El Cuadernico
La voz de la megafonía del encierro


Actualizado el 10/07/2023 a las 07:27
Tenemos la voz del poeta, la voz de ultratumba, la voz de la conciencia y la voz que te habla por megafonía en el recorrido antes del encierro de Pamplona. Anda la gente preguntándose de dónde es que sale esa voz femenina, si serán las musas o acaso el duende del que habló García Lorca en Buenos Aires, que es lo que vive en las últimas habitaciones de la sangre, pero no debe ser, porque el duende rapta al artista en un impulso creativo que viene muy dentro y la voz de las ocho menos diez te dice cosas sobre que no hay que agarrar del rabo a los toros. También te cuenta otras cosas, algo de los fuegos artificiales, del origen de San Fermín y no sé qué otras turras bienintencionadas, pero turras al fin y al cabo.

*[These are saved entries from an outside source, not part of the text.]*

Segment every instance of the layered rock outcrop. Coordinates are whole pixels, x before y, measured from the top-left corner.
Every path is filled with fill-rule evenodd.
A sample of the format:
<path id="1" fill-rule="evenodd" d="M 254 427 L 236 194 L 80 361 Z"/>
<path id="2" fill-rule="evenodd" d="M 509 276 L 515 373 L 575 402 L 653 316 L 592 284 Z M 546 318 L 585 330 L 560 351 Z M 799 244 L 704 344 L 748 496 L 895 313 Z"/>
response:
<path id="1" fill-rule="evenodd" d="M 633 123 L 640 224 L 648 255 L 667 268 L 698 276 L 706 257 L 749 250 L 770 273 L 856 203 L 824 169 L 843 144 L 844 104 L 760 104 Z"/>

Auguste Rodin esculpió su ‘Voz interior’, una mujer a la que privó de los brazos y las piernas para que se plegara sobre sí misma. No sé qué forma le habría dado a la voz de la megafonía antes del encierro, yo me la imagino como diciéndome que me meta la camisa por dentro que parezco que salgo de una boda a las cuatro de la mañana o quizás ordenándome que vaya a la ventanilla cuatro donde me darán algún impreso a cumplimentar. Ojalá contara algún chiste cochino, por lo menos echaríamos unas risas o la historia de Carlo Crosta, que se sentó en el lado de la cama que no era y se dio un puntazo en el escroto con un pico de la cama.
La voz del encierro llega desde algún lugar indeterminado, su Valhala sanferminero desde el que te advierte de que no te metas en la cama por el lado que no es para que no te pase como a Carlo Crosta, te da consejos para que en el vermú comas algo sólido o terminarás vueltalaire, te recuerda que tienes que poner una lavadora, que hoy es el cumple de Elenita, que está tan guapa. Y tú allí abajo solo escuchas el pulso en las sienes y la pregunta que llevas haciéndote treinta años de encierros: “¿Qué puñetas hago aquí?”